The Gospel for today (Luke 2:36-40) is the story of Anna the prophetess. It might seem like a bit too much to ask a person to be praying day and night. This is the case only if we have a very limited vision of prayer, namely that prayer is recitation of devotional formulas in front of the Blessed Sacrament. There is far more to prayer than this. Our whole life ought to be one long prayer to God.
This is what the prophetess Anna is teaching us in today's Gospel reading. Her life becomes a symbol, or, better still, a living example of what all our lives should be, namely, a living sacrifice to God. Exactly that that means for each of us is different.

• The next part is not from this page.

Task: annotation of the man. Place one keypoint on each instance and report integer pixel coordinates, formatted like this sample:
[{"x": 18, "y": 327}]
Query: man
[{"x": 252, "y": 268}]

Each person has his or her own part to play in the great plan of salvation. Hopefully, we all do our part. The big question is: How is this possible in the midst of the busyness of our lives?
Any successful person will tell you that one of the keys to his or her success in life is the ability to prioritize well. It is important for us to realize that not every good thing that we can do, should be done. This can be hard to accept at first, but it is quite logical when we think it through properly.
Jesus gave a certain priority to prayer in his life and ministry because he knew that this was the basis of his relationship with the Father. Without being in relationship with God through prayer, it is impossible to know what it is that God wants us to do. It is certainly ironical that the first thing that we stop doing in our lives when we are busy with some project or other is stop praying. This does not happen in the lives of the saints and herein lies the key to holiness and success in the spiritual life. We must learn to give absolute priority to prayer, as it is the basis of our relationship with God. Without prayer, we cannot know what God’s will for our lives is. That is why the question we constantly ask ourselves when we want to do something: where is God in what I want to do?
The fact that Anna is 84 years old should also give us hope. We are never too old to have something constructive to do in the work of God's community.